Aber auch zur Zeit der Völkerwanderungen dürften sich hier in unserem Bereich schon die Kelten, Cherusker und Chatten aufgehalten haben. Das erkennt man oftmals an alten Flur- und Gewässerbezeichnungen, wie „Espolde“, „Leine“, „Moore“ und „Beeke“. Auch gefundene Bronzeteile scheinen dies zu bestätigen. Zumindest bis zum Eintreffen der römischen Legionen, fristeten die später „Germanen“ genannten Siedler sicherlich bei uns in der Wildnis ein karges Dasein, denn auf Grund fehlender Handelswege galt die Gegend als eher unterentwickelt.

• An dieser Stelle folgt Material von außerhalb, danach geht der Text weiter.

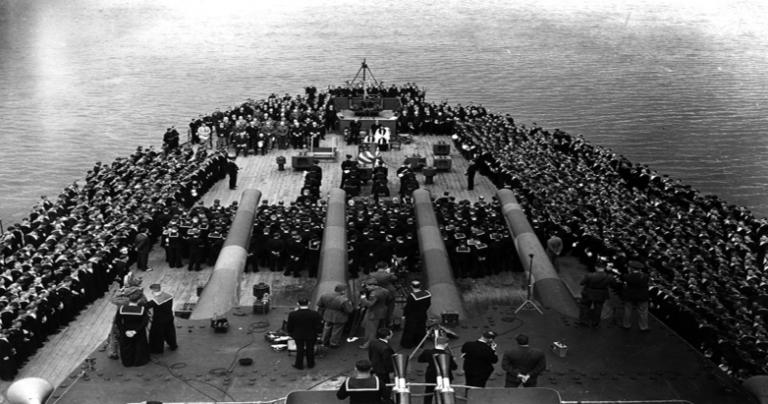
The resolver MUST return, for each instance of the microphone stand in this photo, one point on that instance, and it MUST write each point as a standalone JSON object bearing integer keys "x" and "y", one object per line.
{"x": 528, "y": 303}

Dass die römischen Legionäre später auch bei uns waren, lassen die Heerlager bei Hedemünden und Kampfplätze am Harzhorn bei Kalefeld/Düderode (Altes Amt) vermuten, denn die Römer legten am Tag ca. 15-20 Kilometer Fußmarsch zurück, das wären bis in unsere Gegend 2 Tagesmärsche. Unterstützt wird dies durch einen Fund eines römischen Artefakts in Form einer Münze oder Fiebel in Ortsnähe. Leider wurden durch die Germanen keine schriftlichen Aufzeichnungen gefertigt, so dass wir uns auf Berichte der Geschichtsschreiber der Römer verlassen müssen. Und diese kannten wahrscheinlich noch kein Behrensen.
Dieser Ort wurde offenbar Anfang des 11. Jahrhunderts gegründet. Zumindest wurde der Name in Urkunden des Staatsarchivs in Hannover gefunden. Leider gibt es zwei Jahresdaten, die sich noch nicht genau zuordnen lassen. Zum Einen soll der Name „Beringatehusen“ bereits 1022 in einer Urkunde des Kaiser’s Heinrich des II. erwähnt worden sein. Da wäre Behrensen jetzt über 1000 Jahre alt. Zum Anderen wird das Jahr 1250 genannt, in dem ein „Behrend“ durch den Herzog von Braunschweig Lüneburg, Otto dem Kind“ zum Ritter geschlagen wurde. Aus alten Schriften ist erkennbar, dass dieser „Behrend“ zusammen mit dem Grafen von Hardenberg zur Bewältigung der vielen Fehden dem Herzog ständig Hilfe leistete. Der Ort seiner Unterkunft lag damals offenbar nördlich des Baches „Ümmel“.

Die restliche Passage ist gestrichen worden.